While income inequality may be a topic of conversation among Americans, Israel had decided to actually do something about it, The Dealbook reported. With mass protests since 2011 on how wealth has been concentrated on only a few people in Israel, the parliament known as the Knesset gave a vote of approval to break up the nation's corporate conglomerates.
The report said hundreds of thousands of protesters had vented their ire on the few Israeli tycoons who own holding firms that control an estimated 30% of the country's economy. Most of the businesses of these tycoons are conducted through a "pyramid" style wherein a family or individual that owns a public firm which correspondingly controls a number of other public companies, the report said.
The Dealbook gave as an example the now debt-laded IDB Holding Corporation headed by Nochi Dankner which was the country's largest pyramid. At its height, the firm had control of Israir, an airline firm, the supermarket chain Super Sol as well as one of the largest insurance firms in the country.
Journalists at Haaretz, an Israeli newspaper, led the protest.

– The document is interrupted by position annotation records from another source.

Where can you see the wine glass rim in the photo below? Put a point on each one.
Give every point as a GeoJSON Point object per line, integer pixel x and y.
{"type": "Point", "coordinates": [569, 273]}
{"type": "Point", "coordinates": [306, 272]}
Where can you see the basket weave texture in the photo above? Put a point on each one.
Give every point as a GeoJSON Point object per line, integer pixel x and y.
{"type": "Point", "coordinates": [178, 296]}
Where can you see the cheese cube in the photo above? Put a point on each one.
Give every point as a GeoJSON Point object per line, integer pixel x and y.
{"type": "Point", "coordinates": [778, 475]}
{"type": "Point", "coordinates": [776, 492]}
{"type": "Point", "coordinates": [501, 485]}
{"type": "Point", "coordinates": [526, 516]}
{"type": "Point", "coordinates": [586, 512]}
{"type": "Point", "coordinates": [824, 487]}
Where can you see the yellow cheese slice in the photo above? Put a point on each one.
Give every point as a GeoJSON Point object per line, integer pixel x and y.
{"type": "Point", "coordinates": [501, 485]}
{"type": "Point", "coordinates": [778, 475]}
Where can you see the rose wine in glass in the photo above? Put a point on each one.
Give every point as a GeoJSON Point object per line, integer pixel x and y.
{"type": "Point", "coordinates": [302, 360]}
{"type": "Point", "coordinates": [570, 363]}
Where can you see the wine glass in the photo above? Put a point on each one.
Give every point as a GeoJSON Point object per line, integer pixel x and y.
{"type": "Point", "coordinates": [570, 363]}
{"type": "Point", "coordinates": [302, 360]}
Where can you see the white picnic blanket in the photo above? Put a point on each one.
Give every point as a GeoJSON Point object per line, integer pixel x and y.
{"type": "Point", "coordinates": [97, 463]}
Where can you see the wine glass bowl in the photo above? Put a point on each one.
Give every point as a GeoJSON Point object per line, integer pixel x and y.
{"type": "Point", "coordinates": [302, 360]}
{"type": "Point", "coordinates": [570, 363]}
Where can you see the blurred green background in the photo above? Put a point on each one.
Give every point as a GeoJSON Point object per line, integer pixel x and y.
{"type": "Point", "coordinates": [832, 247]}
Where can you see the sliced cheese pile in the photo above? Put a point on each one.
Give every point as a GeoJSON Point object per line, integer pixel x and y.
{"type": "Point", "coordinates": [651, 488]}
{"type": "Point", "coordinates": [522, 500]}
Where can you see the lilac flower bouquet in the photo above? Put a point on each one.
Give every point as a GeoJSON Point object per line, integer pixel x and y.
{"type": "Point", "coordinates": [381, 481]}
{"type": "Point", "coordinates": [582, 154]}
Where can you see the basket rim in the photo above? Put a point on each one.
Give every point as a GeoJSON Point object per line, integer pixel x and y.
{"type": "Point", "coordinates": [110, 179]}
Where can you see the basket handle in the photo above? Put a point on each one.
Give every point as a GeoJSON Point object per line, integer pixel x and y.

They claimed that the public shareholders of the country were often at the losing end as they were only used by the tycoons to subsidize their business collection, the report said.
Income inequality was also growing in the country with the Organization for Economic Cooperation and Development saying in 2008 that those Israelis who were at the top 10% of income earners in Israel made 13% more than those located at the bottom 10%.
A committee of ten government regulators was formed by the Israeli government in October 2010 investigate the issue of the control of the wealth by the tycoons. In 2012, they recommended dismantling the pyramids, hoping that once these were broken up, the prices would go down due to greater competition. It would also help the average Israeli and address the issue of income inequality.